Low light- If you have good vision, the regs (1/2 hr. before sunrise or after sunset) should be appropriate.
Problems with fletchings (or any equipment) - Don't use it.
To cold- Wear warmer chlothing, take hand warmers, move around, or go back to tha truck.
Some things you encounter can't be controlled. Just try and make ethical choices that you won't regret. If you talk to people who have been shot, shot someone, wounded or missed animals, or damaged something, they would tell you it wasn't worth taking the chance. 
I think we should encourage everyone to be this way!
Good hunting to you


----------



## BassBlaster (Jun 8, 2006)

I agree with you 100% GP. I have been hunting many years but only bowhunting for about three years. I havn't got that first bow kill yet because I am so cautios. I've only had a couple oppertunities to even take a deer with a bow but have passed when I did because I feel that as a hunter we have a responsiblillity to make sure the situation is as perfect as it can be before we go winging arrows at em. This is my first year on this site and I can't believe how many stories there are about unrecovered animals. I also noticed that everytime there is a story like that, there is also an unbelievable amount of others that will defend them at all cost. Not that I am perfect. I never had anyone to teach me how to hunt and what shots to take or not take. When I first started deer hunting, I gut shot a doe during gun season and never found her. I had the sickest feeling inside of me for a long time. From that point on I practice alot, with the slug gun and even more with the bow and I only take shots when I know I can make a clean kill even if it meens missed oppertunities. I have been deer hunting for 12 years now. Just got my first buck last season. I have been bowhunting for three years now. Havn't got a kill yet. Maybe I'm too conservative with my shots but I don't have to worry about deer walking around the woods wounded because of my bad judgement. Sorry so long. I just feel like this is a very importantant issue and it really gets to me.


----------



## DaleM (Apr 5, 2004)

BassBlaster said:


> I agree with you 100% GP. I have been hunting many years but only bowhunting for about three years. I havn't got that first bow kill yet because I am so cautios. I've only had a couple oppertunities to even take a deer with a bow but have passed when I did because I feel that as a hunter we have a responsiblillity to make sure the situation is as perfect as it can be before we go winging arrows at em. This is my first year on this site and I can't believe how many stories there are about unrecovered animals. I also noticed that everytime there is a story like that, there is also an unbelievable amount of others that will defend them at all cost. Not that I am perfect. I never had anyone to teach me how to hunt and what shots to take or not take. When I first started deer hunting, I gut shot a doe during gun season and never found her. I had the sickest feeling inside of me for a long time. From that point on I practice alot, with the slug gun and even more with the bow and I only take shots when I know I can make a clean kill even if it meens missed oppertunities. I have been deer hunting for 12 years now. Just got my first buck last season. I have been bowhunting for three years now. Havn't got a kill yet. Maybe I'm too conservative with my shots but I don't have to worry about deer walking around the woods wounded because of my bad judgement. Sorry so long. I just feel like this is a very importantant issue and it really gets to me.

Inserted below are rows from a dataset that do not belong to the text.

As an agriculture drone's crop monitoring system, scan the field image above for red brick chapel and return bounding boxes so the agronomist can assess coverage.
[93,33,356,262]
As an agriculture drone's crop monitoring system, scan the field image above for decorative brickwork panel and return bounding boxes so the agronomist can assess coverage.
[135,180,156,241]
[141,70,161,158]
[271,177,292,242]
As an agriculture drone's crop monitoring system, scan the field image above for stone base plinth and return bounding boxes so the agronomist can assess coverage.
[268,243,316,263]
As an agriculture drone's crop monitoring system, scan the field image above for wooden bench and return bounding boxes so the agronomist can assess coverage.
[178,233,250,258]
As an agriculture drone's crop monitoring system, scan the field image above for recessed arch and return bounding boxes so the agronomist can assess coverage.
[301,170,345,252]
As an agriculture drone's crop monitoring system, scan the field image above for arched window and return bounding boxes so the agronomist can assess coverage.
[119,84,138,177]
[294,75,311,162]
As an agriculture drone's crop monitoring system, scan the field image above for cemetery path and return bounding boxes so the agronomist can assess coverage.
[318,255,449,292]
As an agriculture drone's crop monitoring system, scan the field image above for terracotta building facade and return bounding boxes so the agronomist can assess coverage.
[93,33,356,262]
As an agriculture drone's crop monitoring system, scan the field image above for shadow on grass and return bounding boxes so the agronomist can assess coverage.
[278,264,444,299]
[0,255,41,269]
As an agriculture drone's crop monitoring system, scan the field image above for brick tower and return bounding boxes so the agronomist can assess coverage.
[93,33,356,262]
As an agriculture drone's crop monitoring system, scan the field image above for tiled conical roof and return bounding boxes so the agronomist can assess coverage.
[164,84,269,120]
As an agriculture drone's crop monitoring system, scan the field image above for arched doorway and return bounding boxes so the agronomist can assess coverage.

Fasntastic post Bass. Couldn't have said it any better. I agree with you 100%
GP same to you buddy, I can't understand why anyone would take a shot without being sure they will make a good clean hit.


----------



## crappiedude (Mar 12, 2006)

I would suspect improper equipment setup or just the excitement of the moment as to being the biggest problems to effect accuracy in the field. 
For equipment, be sure of your setup. Manufactures all claim their broadheads will fly like fieldtips, but as many people know, alot do not. Always practice with the broadheads you intend to hunt with. 
As for the excitement, thats why we hunt. However, tell yourself to slow down, take a deep breath. Bad things happen when you feel rushed. Generally, the few extra seconds won't matter, most would rather not take the shot than to loose the deer do to a poor hit.


----------



## jiggin'fool (Dec 18, 2005)

I had a buck come in on me this weekend and he was 22 yards before i saw him(came in behind me) and when I saw him my heart started racing and I drew back and almost took a very rushed shot, my heart was pounding and i was breathing real heavy! I let down and then noticed his g2 and g3 on his left side were busted off and he would have been a very disappointing deer to take to my standards!!! that is if I would have made a good shot in my rushed state! everyhting happened so fast and almost made a bad shot! I know how hard it is to calm yourself down but if you start thinking about where you need to put your shot, how the deer is standing, where the arrow will exit the deer, how far he is and exactly what pin you need, you start thinking about those things you calm down! and it only takes a couple seconds! I think that is why most people take bad shots is because they don't want that deer to get away.... and when they are all pumped up on adrenaline you don't think straight either... especially our young hunters, and i would consider myself a young hunter as well at 24 even though I have been hunting since I was 10 and bowhunting for probably 10 years.... I have a lot to learn! thanks for starting this thread I think alot of people needed to learn a little more!


----------



## TheKing (Apr 15, 2004)

GP seems to have headed toward the intended target of this thread. The shot selection issue would fit better in another thread, but it would likely end up in endless arguement. 
Back to the topic please.....let's assume the situation is legal, the shot placement was double lung at 15 to 35 yards, but somehow it missed due to the bow and conditions. For example twigs and leaves is solved by clearing them out of the way and defining shooting lanes and no-shot lanes in good light. Sort of a no brainer, but my first couple of years I did not know how important it really is. Legal light is not the same for all shots - deep woods/ravines/thickets, heavy cloud cover, and dark backgrounds....what do we all need to know about it? That's the point of the thread.


----------



## DaleM (Apr 5, 2004)

King, good points you made.
Here's what I do around my stand: I clear out a good shooting lane in what ever direction I know the deer are taking. It's not possible to have all avenues covered as we all know. I take the time to clear out limbs, twigs, and anything that may mess up a shot. I'll say there have been times I wish I would have cleared a few more  as 1 small twig has stopped me from taking a shot a few times.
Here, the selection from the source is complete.